Michelle Huneven’s new novel gets off to a great start. It’s one of those beginnings that suggests we’ll be haunted up to the last page with questions about the truth. As it relates to Huneven’s young protagonist, a history professor, that question would be: “What really happened to Patsy MacLemoore the night she suffered an alcoholic blackout and killed two people with her car?”
Patsy shouldn’t even have been driving, what with her license having been suspended. She’s a frequent blackout drinker, but nothing this horrific has happened before. Nevertheless, she’s the one found at the steering wheel of the car that killed two Jehovah’s Witnesses, a mother and her daughter.
From here on we get a gentle story about how Patsy gets sober in prison, gets her old job back, discusses her guilt with a therapist and finds an older, fatherly man to marry. He’s rich, too, so she gets to live in a house with a to-die-for Southern California view. Meanwhile, the husband/father of the victims befriends Patsy, and she’s able to experience his forgiveness.
Occasionally, Patsy tells someone she doesn’t remember much about the accident or that night.
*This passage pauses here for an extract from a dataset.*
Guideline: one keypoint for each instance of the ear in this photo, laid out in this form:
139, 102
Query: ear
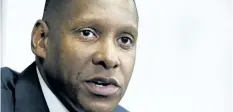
39, 39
Also, when she describes what the victims were wearing, she’s off by a designer mile. It’s a no-brainer to recognize these moments as hints of some shocker to come, only they’re not intense enough to haunt and the surprise takes too long to manifest. It’s also unimagined and so hits with a mild thud, far from what the dust jacket promises: “For the reader, it is an electrifying moment, a joyous, fall-off-the-couch-with-surprise moment.” (Not really.)
Despite this let-down, Blame is enjoyable to read; it’s successfully written with a faultless, engaging style. The choices Patsy makes for her resurrected, post-prison, sober life are meaningful. Also, Patsy is a companionable protagonist whose moments — even the moment — evoke a sense of comfortable normal as she learns to live guilt-ridden but content.
Blame is a finalist for the National Book Critics Circle Award for fiction to be announced March 11. It’s not the high-calibre fiction of Wolf Hall and American Salvage, among the contenders. It’s a decent enough story, but I’m baffled by its nomination.